La satiété suit le plaisir, c’est une loi naturelle et qui se conçoit. – Qu’un homme qui a mangé à un festin de tous les plats et en grande quantité n’ait plus faim et cherche à réveiller son palais endormi par les mille flèches des épices ou des vins irritants, rien n’est plus facile à expliquer; mais qu’un homme qui ne fait que s’asseoir à table, et qui à peine a goûté des premiers mets soit pris déjà de ce dégoût superbe, ne puisse toucher sans vomir qu’aux plats d’une saveur extrême et n’aime que les viandes faisandées, les fromages jaspés de bleu, les truffes et les vins qui sentent la pierre à fusil, c’est un phénomène qui ne peut résulter que d’une organisation particulière; c’est comme un enfant de six mois qui trouverait le lait de sa nourrice fade et qui ne voudrait téter que de l’eau-de-vie. – Je suis aussi las que si j’avais exécuté toutes les prodigiosités de Sardanapale, et cependant ma vie a été fort chaste et tranquille en apparence: c’est une erreur de croire que la possession soit la seule route qui mène à la satiété. On y arrive aussi par le désir, et l’abstinence use plus que l’excès. – Un désir tel que le mien est quelque chose d’autrement fatigant que la possession. Son regard parcourt et pénètre l’objet qu’il veut avoir et qui rayonne au-dessus de lui plus promptement et plus profondément que s’il y touchait: qu’est-ce que l’usage lui apprendrait de plus? quelle expérience peut équivaloir à cette contemplation constante et passionnée?

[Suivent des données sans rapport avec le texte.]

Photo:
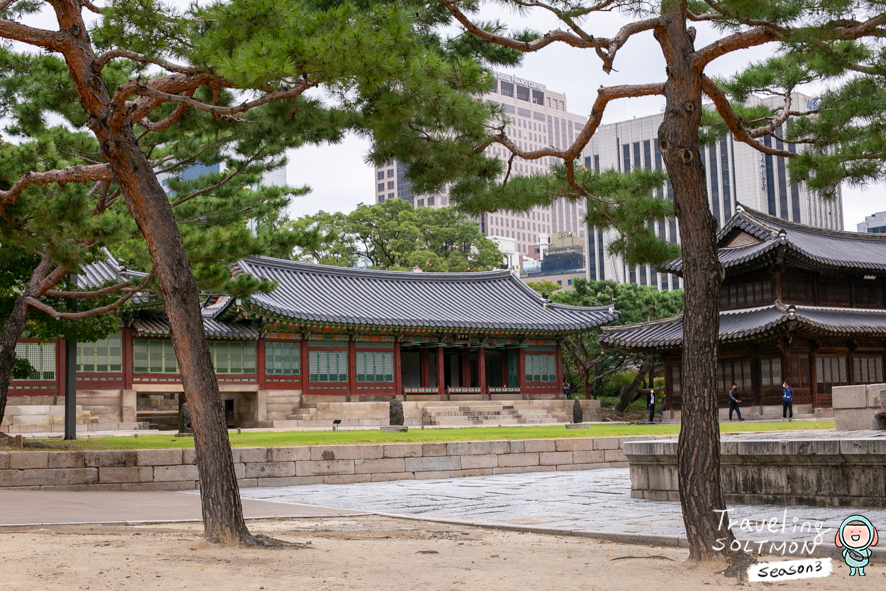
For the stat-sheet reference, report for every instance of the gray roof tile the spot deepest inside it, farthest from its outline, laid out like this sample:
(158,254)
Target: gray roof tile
(739,325)
(805,245)
(493,300)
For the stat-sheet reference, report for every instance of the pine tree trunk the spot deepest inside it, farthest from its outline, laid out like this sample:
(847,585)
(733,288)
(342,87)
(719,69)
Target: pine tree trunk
(150,207)
(698,449)
(12,330)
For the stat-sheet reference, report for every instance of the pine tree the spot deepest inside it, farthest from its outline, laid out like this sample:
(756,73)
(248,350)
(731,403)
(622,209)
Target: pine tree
(821,27)
(146,67)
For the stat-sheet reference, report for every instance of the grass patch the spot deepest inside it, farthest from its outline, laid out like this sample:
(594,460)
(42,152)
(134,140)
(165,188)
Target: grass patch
(294,438)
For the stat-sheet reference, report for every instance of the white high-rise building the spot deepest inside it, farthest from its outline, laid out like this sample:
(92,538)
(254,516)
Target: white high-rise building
(538,118)
(737,173)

J’ai traversé tant de choses, quoique j’aie fait le tour de bien peu, qu’il n’y a plus que les sommets les plus escarpés qui me tentent. – Je suis attaqué de cette maladie qui prend aux peuples et aux hommes puissants dans leur vieillesse: – l’impossible. – Tout ce que je peux faire n’a pas le moindre attrait pour moi. – Tibère, Caligula, Néron, grands Romains de l’empire, ô vous que l’on a si mal compris, et que la meute des rhéteurs poursuit de ses aboiements, je souffre de votre mal et je vous plains de tout ce qui me reste de pitié! Moi aussi je voudrais bâtir un pont sur la mer et paver les flots; j’ai rêvé de brûler des villes pour illuminer mes fêtes; j’ai souhaité d’être femme pour connaître de nouvelles voluptés. – Ta maison dorée, ô Néron! n’est qu’une étable fangeuse à côté du palais que je me suis élevé; ma garde-robe est mieux montée que la tienne, Héliogabale, et bien autrement splendide. – Mes cirques sont plus rugissants et plus sanglants que les vôtres, mes parfums plus âcres et plus pénétrants, mes esclaves plus nombreux et mieux faits; j’ai aussi attelé à mon char des courtisanes nues, j’ai marché sur les hommes d’un talon aussi dédaigneux que vous. – Colosses du monde antique, il bat sous mes faibles côtés un cœur aussi grand que le vôtre, et, à votre place, ce que vous avez fait je l’aurais fait et peut-être davantage. Que de Babels j’ai entassées les unes sur les autres pour atteindre le ciel, souffleter les étoiles et cracher de là sur la création! Pourquoi donc ne suis-je pas Dieu, – puisque je ne puis être homme?